Puisi: Ingin Menangis

Aku ingin menangis selepasnya

Melebihi deras bah bendungan

yang hancur sebab hujan panjang

Aku ingin menangis sepuasnya

Melebihi lelah anak enam tahunan

yang bermain sehari semalam

Aku ingin menangis sekerasnya

Melebihi letusan gunung raksasa

yang terdahsyat yang pernah ada

Aku ingin menangis

Melebihi semua keadaan di dunia

yang memenuhi isi kepala

yang mendesak hati dengan selaksa rasa

yang menggetarkan dada

yang perlahan membuat mata berkaca

Aku ingin menangis sebanyak-banyaknya, menguras air mata

Melebihi keringnya gurun, yang airnya hanya fatamorgana

Semarang, 5 Juni 2024

Yayan Deka


Analisis Puisi

Dalam "Ingin Menangis," Yayan Deka menggunakan metafora alam yang kuat untuk menggambarkan intensitas emosional yang ia rasakan. Melalui bahasa yang lugas dan perbandingan yang dramatis, penulis mengkomunikasikan kebutuhan untuk meluapkan emosi yang tampaknya sulit dikendalikan.

  • Bait pertama: Kalimat "Melebihi deras bah bendungan yang hancur sebab hujan panjang" menggambarkan air mata yang meluap seperti air bah setelah bendungan jebol.

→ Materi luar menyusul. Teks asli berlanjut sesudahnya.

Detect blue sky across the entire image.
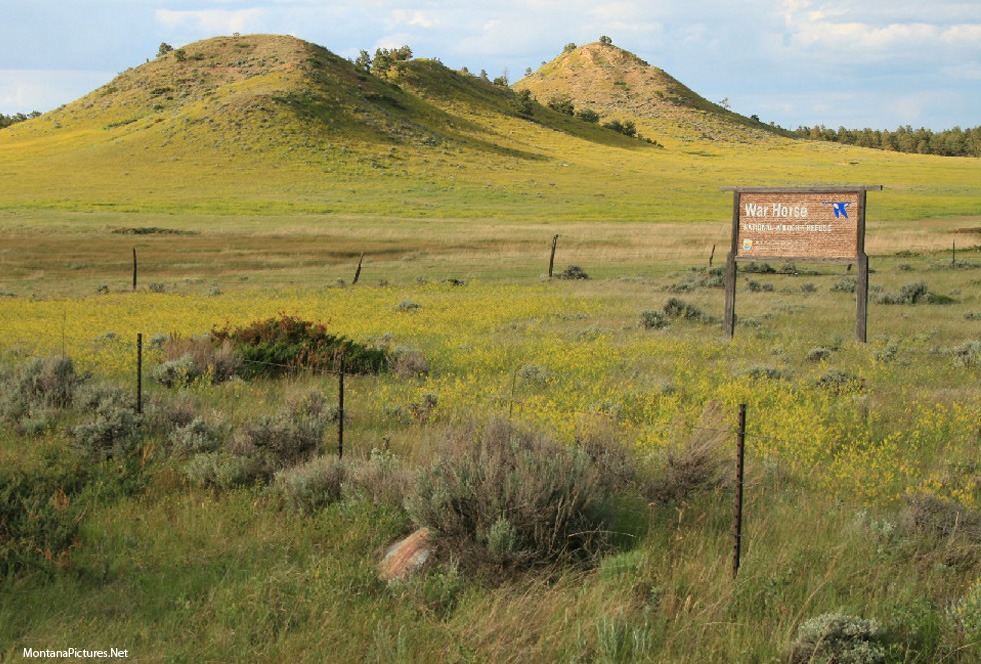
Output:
[0,0,981,130]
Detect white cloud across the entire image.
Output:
[155,7,268,35]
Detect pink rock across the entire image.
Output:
[378,528,432,581]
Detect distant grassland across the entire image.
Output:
[0,76,981,222]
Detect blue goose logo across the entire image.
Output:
[821,201,851,219]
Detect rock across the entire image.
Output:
[378,528,432,581]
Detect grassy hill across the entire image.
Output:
[0,36,981,664]
[0,35,981,221]
[514,43,784,143]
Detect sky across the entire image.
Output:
[0,0,981,131]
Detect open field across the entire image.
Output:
[0,35,981,664]
[0,209,981,662]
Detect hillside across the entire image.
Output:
[0,35,981,221]
[514,42,778,142]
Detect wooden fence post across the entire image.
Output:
[351,251,364,286]
[136,332,143,414]
[337,355,344,459]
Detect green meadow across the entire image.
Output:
[0,36,981,663]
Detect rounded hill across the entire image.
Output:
[514,42,775,142]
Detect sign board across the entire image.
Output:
[722,185,882,343]
[736,191,862,262]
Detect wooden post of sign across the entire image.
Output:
[722,191,739,341]
[548,234,559,279]
[855,189,869,344]
[732,403,746,578]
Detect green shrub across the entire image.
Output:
[389,346,429,378]
[406,422,612,569]
[0,463,85,577]
[807,346,831,362]
[150,355,200,387]
[947,339,981,367]
[664,297,702,320]
[900,493,981,569]
[876,281,929,304]
[947,576,981,643]
[0,356,85,425]
[167,417,225,457]
[640,309,668,330]
[817,369,865,394]
[739,261,777,274]
[644,403,732,503]
[738,366,794,380]
[343,447,414,507]
[211,314,388,377]
[231,397,330,481]
[395,300,422,313]
[150,335,242,387]
[787,613,886,664]
[183,452,254,491]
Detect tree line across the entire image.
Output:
[0,111,41,129]
[791,125,981,157]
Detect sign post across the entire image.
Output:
[722,185,882,343]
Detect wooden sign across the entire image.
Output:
[722,185,882,343]
[735,191,862,262]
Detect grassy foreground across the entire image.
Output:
[0,212,981,662]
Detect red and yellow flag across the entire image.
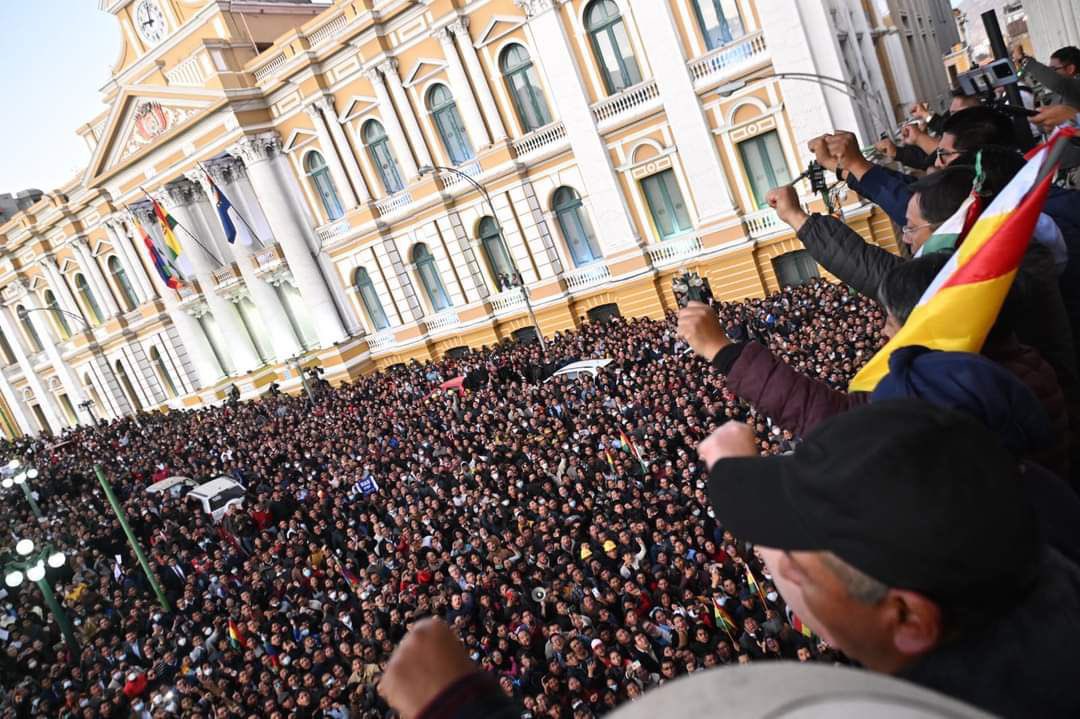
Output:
[849,128,1074,392]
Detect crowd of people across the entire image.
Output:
[0,281,880,718]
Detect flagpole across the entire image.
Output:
[195,161,266,247]
[138,185,225,267]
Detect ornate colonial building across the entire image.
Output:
[0,0,911,434]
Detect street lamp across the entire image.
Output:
[419,165,548,355]
[716,72,892,138]
[3,531,80,657]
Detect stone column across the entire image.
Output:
[0,295,67,434]
[447,17,507,143]
[626,0,734,226]
[71,238,120,320]
[158,180,262,372]
[379,57,434,165]
[364,67,419,181]
[434,27,491,148]
[189,161,301,362]
[232,133,348,348]
[314,95,372,202]
[514,0,638,255]
[21,291,86,424]
[303,105,359,211]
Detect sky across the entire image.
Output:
[0,0,120,193]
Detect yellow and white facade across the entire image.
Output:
[0,0,894,434]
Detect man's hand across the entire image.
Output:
[678,302,731,362]
[379,619,478,719]
[825,132,874,179]
[765,185,809,232]
[1031,105,1080,132]
[698,421,757,470]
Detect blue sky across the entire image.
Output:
[0,0,120,193]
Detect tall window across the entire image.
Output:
[363,120,405,194]
[428,85,473,165]
[552,187,600,267]
[353,267,390,331]
[15,304,45,352]
[585,0,642,94]
[478,217,514,289]
[75,274,105,325]
[150,347,179,398]
[499,45,551,132]
[642,169,693,240]
[693,0,746,50]
[44,289,71,339]
[413,243,450,312]
[739,132,792,207]
[303,150,345,220]
[108,255,138,312]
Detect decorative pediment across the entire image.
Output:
[474,15,525,49]
[338,95,379,124]
[282,127,318,152]
[86,87,217,179]
[404,57,446,87]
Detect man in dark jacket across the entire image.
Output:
[698,399,1080,717]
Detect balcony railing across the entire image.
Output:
[423,309,461,333]
[514,122,566,158]
[688,32,769,83]
[375,190,413,217]
[593,80,660,124]
[563,262,611,293]
[645,235,701,267]
[367,329,394,352]
[315,219,349,245]
[488,287,525,314]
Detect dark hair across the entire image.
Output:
[1050,45,1080,70]
[942,107,1016,152]
[948,145,1026,204]
[910,163,975,222]
[878,252,953,324]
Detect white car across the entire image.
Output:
[188,477,245,524]
[548,360,615,382]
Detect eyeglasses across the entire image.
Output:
[901,222,937,234]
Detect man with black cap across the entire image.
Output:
[698,399,1080,717]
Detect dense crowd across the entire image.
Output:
[0,281,881,718]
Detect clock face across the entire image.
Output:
[135,0,165,42]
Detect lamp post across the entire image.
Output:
[3,539,80,657]
[0,460,44,521]
[716,72,892,138]
[419,165,548,355]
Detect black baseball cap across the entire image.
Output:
[708,399,1040,603]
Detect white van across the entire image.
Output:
[188,477,244,523]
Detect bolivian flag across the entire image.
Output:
[849,128,1074,392]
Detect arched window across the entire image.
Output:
[117,360,143,411]
[413,243,450,312]
[107,255,138,312]
[362,120,405,194]
[477,217,514,289]
[44,289,71,339]
[428,85,473,165]
[693,0,746,50]
[150,347,179,398]
[499,45,551,132]
[75,274,105,325]
[303,150,345,220]
[552,187,600,267]
[585,0,642,94]
[15,304,45,352]
[353,267,390,331]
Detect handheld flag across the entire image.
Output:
[849,128,1074,392]
[135,222,181,289]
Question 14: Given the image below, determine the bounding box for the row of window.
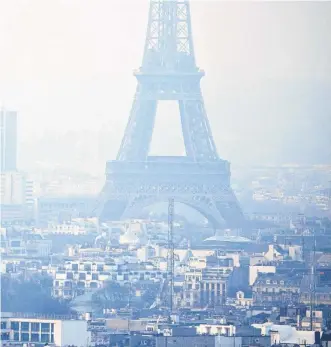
[14,333,54,343]
[7,322,54,333]
[55,272,167,287]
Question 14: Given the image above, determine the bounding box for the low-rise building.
[252,274,302,305]
[1,313,91,347]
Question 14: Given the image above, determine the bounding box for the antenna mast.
[167,198,175,314]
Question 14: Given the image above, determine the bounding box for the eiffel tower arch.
[97,0,244,228]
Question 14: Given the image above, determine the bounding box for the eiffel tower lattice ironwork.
[97,0,244,227]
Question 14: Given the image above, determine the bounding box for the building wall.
[156,336,217,347]
[1,171,26,205]
[1,317,91,347]
[58,320,91,347]
[249,265,276,286]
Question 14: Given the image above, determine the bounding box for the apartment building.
[1,313,91,347]
[252,273,302,304]
[48,261,167,299]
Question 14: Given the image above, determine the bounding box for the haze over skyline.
[0,0,331,172]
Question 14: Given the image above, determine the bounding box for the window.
[31,323,40,332]
[90,282,98,288]
[10,322,19,330]
[41,323,49,334]
[41,334,49,343]
[21,333,30,341]
[31,334,39,342]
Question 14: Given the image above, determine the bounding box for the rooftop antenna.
[310,229,316,331]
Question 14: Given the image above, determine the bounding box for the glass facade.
[1,321,54,343]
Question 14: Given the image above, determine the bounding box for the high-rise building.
[0,106,17,172]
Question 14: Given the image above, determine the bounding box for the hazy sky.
[0,0,331,169]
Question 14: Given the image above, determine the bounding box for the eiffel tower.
[97,0,244,228]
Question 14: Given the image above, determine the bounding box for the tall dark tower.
[97,0,244,227]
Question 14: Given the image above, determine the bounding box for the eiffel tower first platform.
[97,0,244,228]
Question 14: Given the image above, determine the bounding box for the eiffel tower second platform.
[100,157,242,228]
[97,0,244,228]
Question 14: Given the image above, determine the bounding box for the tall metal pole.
[167,198,175,314]
[310,229,316,331]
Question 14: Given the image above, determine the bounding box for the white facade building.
[1,314,91,347]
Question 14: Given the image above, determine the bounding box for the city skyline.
[0,1,331,169]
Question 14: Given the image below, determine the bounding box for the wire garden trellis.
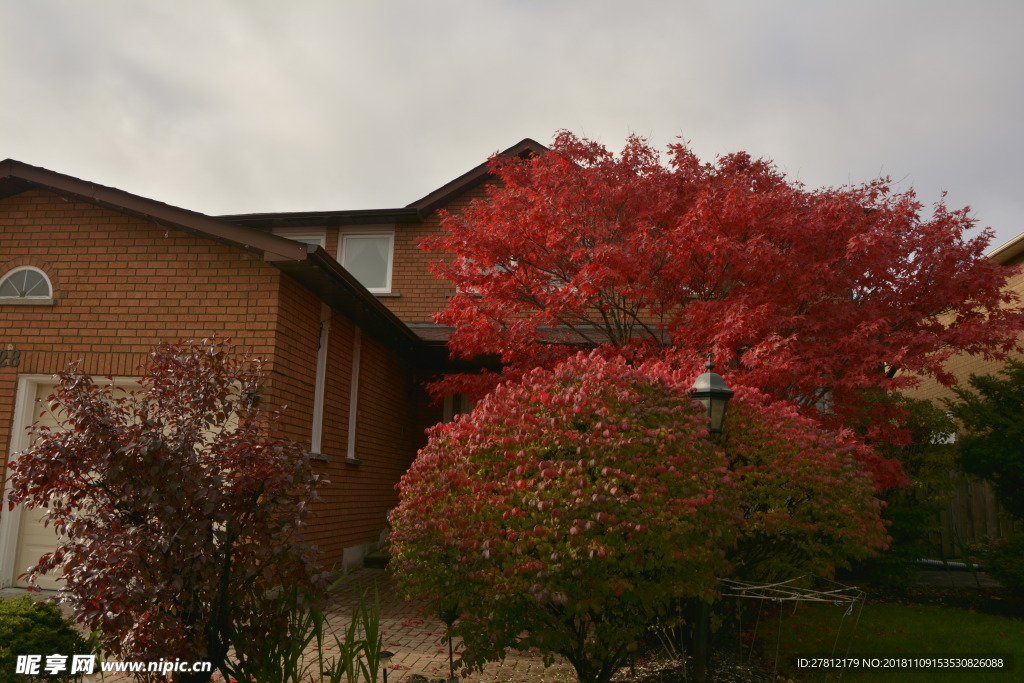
[719,577,867,680]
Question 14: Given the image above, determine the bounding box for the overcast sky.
[0,0,1024,246]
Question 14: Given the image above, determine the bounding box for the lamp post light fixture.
[377,650,394,683]
[690,353,735,434]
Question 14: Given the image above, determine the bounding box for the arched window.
[0,265,53,303]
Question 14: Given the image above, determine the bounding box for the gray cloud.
[0,0,1024,242]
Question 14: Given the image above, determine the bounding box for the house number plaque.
[0,344,22,368]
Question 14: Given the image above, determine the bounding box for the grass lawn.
[757,599,1024,683]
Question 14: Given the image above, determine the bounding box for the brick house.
[907,232,1024,557]
[0,139,544,588]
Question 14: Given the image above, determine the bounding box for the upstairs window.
[341,232,394,294]
[0,265,53,303]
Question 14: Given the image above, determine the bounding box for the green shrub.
[981,533,1024,595]
[0,595,92,683]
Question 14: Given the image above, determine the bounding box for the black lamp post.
[690,353,734,434]
[690,353,735,683]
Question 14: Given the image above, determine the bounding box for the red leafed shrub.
[391,352,885,681]
[9,341,324,681]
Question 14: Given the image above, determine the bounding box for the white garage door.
[11,380,138,590]
[13,384,58,590]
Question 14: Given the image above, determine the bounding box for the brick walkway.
[328,569,575,683]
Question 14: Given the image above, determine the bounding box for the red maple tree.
[421,131,1024,446]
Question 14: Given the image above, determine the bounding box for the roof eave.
[407,137,548,216]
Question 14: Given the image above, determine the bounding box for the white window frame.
[338,230,394,294]
[0,265,53,306]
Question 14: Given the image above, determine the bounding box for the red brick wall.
[380,185,486,323]
[0,190,282,479]
[0,185,422,565]
[312,325,425,562]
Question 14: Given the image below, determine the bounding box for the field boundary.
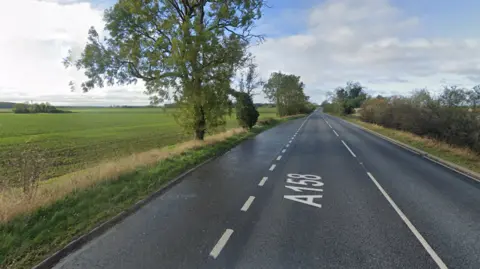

Di sini, bendungan bisa diartikan sebagai hati yang sudah terlalu penuh dengan beban, sehingga tangis menjadi satu-satunya cara untuk melepaskan tekanan tersebut.

  • Bait kedua: Penulis membandingkan tangisnya dengan "lelah anak enam tahunan yang bermain sehari semalam," mencerminkan kelelahan emosional yang mendalam, layaknya energi yang habis terkuras. Perumpamaan ini menambah dimensi yang unik dan berkesan karena menggambarkan intensitas yang polos namun mendalam, seperti lelahnya anak kecil setelah bermain sepanjang hari.

  • Bait ketiga: Penggunaan frasa "melebihi letusan gunung raksasa" menambah intensitas pada perasaan yang hendak ia luapkan. Gunung yang meletus adalah simbol dari energi yang terpendam, dan di sini penulis menyampaikan bahwa tangisannya tidak hanya sekadar menangis, tetapi adalah ledakan emosi yang sangat besar.

  • Bait terakhir: Perbandingan dengan "keringnya gurun, yang airnya hanya fatamorgana" menggambarkan perasaan keputusasaan yang dalam. Tangisan diibaratkan sebagai upaya untuk menguras semua emosi, hingga tak tersisa apa-apa lagi, seolah berharap bahwa setelahnya akan ada perasaan lega yang nyata, bukan sekadar fatamorgana.

Puisi ini menggunakan kontraposisi antara dunia luar (alam) dan dunia dalam (emosi), yang menjadikan emosi ini lebih terasa nyata dan dekat bagi pembaca.


Refleksi

Puisi ini mengajak pembaca untuk merenungkan pengalaman emosi yang mendalam. Ketika kesedihan atau tekanan batin sudah tak tertahankan, kadang menangis menjadi satu-satunya cara untuk melepaskannya. Bagaimana Anda mengatasi tekanan emosional yang begitu besar? Pernahkah Anda merasakan keinginan untuk menangis dengan intensitas seperti yang tergambar dalam puisi ini?